How to use Consul to use service discovery in Prometheus & Grafana

How to use Consul to use service discovery in Prometheus & Grafana

It is a tedious task to monitor an instance in Grafana, as you have to previously set up all the environment + add every new machine manually. Today we're gonna learn how to automate that stuff. It's very useful when working with a multi-cloud environment, a private cloud and auto-scaling instances as it's already an automated task. Some cloud providers offer Prometheus a service discovery, but when you have several clouds (or a private one) you have to make it real.

How to do it?

The response is Consul, consul is a service discovery service created by Hashicorp. we're gonna make Prometheus get our services from Consul and make it available from Prometheus and graph them in Grafana. As a service example, we're going to use node_exporter for system status and nginx-prometheus-exporter with nginx exposed as an auto-scaling example. This would result in the following diagram:

consul diagram.png

Requirements

We're going to work with Debian 11 via cli and the following network set-up:

  • 10.1.0.1 :: Prometheus + Grafana server
  • 10.1.0.2 :: Consul server
  • 10.1.1.x :: nginx servers For nginx we're going to create the template and then replicate it

    For load balancing, we're going to implement it with HaProxy in a future post

Consul server

To install consul, we only need to follow the following steps, but we are going to need to dig further to get the results we're looking for:

# Update and install gnupg2 and curl for the following commands
apt-get update && apt-get install gnupg2 curl lsb-release

# Add consul's gpg key
curl -fsSL https://apt.releases.hashicorp.com/gpg | apt-key add -

# Add hashicorp's repository to our sources.list
echo "deb [arch=amd64] https://apt.releases.hashicorp.com $(lsb_release -cs) main" > /etc/apt/sources.list.d/hashicorp.list

# Update and install consul
apt-get update && apt-get install consul

# Check Consul installation version
consul -v

It's important to know that the consul binary we've just installed is not different from a client/agent version, ther're all the same, it depends on configuration and files used, so the previous script will also work for the rest of the post.

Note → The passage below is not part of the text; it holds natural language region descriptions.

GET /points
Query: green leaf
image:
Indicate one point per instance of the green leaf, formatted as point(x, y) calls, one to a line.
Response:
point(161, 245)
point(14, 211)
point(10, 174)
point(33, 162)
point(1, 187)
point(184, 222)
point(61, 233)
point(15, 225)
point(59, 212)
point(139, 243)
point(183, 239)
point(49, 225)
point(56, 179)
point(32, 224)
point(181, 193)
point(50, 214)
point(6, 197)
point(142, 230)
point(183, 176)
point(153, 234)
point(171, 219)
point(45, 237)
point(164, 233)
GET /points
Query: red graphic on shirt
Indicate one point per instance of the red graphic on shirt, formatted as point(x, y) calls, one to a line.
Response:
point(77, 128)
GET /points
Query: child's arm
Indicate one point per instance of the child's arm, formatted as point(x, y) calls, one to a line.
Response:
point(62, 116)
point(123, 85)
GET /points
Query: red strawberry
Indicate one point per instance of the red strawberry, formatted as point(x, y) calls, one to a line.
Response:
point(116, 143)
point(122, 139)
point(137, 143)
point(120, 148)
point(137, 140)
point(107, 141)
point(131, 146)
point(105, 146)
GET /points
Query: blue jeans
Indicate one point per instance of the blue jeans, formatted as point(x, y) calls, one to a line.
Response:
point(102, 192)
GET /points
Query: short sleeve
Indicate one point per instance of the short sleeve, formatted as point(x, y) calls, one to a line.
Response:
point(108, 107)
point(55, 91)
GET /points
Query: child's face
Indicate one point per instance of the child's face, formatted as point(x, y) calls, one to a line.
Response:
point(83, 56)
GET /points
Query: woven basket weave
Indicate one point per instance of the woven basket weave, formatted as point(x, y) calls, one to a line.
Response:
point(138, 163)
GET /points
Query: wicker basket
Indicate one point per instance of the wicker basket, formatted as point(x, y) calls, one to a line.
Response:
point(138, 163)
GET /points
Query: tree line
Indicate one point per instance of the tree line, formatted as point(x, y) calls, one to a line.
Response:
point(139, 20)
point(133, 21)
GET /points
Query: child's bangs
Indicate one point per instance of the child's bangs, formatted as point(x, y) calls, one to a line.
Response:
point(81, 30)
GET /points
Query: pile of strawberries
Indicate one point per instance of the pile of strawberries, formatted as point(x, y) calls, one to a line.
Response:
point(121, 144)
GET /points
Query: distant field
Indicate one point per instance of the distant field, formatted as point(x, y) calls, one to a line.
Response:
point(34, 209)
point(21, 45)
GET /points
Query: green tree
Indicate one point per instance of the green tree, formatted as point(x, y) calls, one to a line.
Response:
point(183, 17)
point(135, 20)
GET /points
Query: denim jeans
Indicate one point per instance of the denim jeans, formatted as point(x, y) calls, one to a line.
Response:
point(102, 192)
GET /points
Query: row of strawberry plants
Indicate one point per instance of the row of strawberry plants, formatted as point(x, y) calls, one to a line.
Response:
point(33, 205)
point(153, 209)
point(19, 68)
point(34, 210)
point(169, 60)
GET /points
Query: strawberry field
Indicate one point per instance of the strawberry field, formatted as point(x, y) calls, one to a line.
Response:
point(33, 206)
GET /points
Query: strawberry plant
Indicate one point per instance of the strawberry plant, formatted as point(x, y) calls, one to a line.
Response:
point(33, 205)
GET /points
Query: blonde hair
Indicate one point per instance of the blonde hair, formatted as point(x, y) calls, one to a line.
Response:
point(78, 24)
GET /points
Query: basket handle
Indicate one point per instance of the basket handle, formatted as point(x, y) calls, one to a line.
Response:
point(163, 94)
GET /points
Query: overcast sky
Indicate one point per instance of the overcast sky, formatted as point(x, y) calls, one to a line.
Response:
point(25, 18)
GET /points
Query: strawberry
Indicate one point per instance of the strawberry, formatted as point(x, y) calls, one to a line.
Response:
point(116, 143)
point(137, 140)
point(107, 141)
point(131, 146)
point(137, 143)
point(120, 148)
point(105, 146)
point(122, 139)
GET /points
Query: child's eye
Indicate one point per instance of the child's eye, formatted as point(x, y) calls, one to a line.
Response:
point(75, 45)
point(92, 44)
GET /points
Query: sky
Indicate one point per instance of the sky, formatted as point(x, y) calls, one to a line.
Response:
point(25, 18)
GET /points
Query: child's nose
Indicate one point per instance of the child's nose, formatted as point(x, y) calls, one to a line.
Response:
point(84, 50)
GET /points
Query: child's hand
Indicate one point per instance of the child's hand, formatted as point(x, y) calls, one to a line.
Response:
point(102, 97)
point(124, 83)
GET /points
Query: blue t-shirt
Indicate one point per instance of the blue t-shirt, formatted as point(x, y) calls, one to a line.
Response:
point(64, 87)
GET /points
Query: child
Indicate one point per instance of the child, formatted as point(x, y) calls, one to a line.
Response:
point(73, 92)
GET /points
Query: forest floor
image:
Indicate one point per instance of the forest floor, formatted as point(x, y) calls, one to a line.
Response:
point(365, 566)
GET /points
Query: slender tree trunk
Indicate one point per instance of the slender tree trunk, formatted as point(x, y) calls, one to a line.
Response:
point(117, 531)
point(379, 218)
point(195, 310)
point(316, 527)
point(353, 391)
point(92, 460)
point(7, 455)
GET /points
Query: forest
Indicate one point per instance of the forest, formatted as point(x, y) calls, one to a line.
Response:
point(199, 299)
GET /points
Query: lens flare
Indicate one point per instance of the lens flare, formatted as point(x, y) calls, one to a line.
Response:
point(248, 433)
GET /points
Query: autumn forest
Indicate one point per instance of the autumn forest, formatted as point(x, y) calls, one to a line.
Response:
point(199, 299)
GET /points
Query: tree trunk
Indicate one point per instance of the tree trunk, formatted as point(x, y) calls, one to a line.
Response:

Now we are going to follow some steps to make it a secure and easy to understand set-up

consul keygen > /etc/consul.d/consul.keygen

We are saving the keygen into a separated file to back it up in case of losing consul configuration file

To configure consul, we are going to edit /etc/consul.d/consul.hcl and add the following configuration:

datacenter = "marcsg"
bootstrap_expect = 1
server = true
data_dir = "/opt/consul"
log_level = "INFO"
client_addr = "0.0.0.0"
bind_addr = "10.1.0.2"
node_name = "consul"
leave_on_terminate = true
rejoin_after_leave = true
connect{
        enabled = true
}
ui_config{
        enabled = true
}
encrypt = "3EY9MGe2a1ElUNrsl5E6rHAtJEL7lqe+1CDZAyY8yTU="
  • datacenter will determine our datacenter name, must be the same as our client's.
  • bootstrap_expect Number of consul servers expected.
  • server settig it as true will run our consul service as a server and not as a client or - agent.
  • data_dir consul's default data directory, it stores some persistant server values.
  • log_level how we're going to treat logs when running consul's command.
  • client_addr our clients addresses, if we want to secure it more, we can use - subnetting or only allow connections from determined ip's.
  • bind_addr Our server ip address, not required if only using one single network card
  • node_name our consul node name, if not defined it will use the machine - hostname.
  • leave_on_terminate Leave cluster when terminating instance
  • rejoin_after_leave Join cluster before leaving
  • connect allow mesh connections.
  • ui_config web based ui.
  • encrypt Our consul key generated previously.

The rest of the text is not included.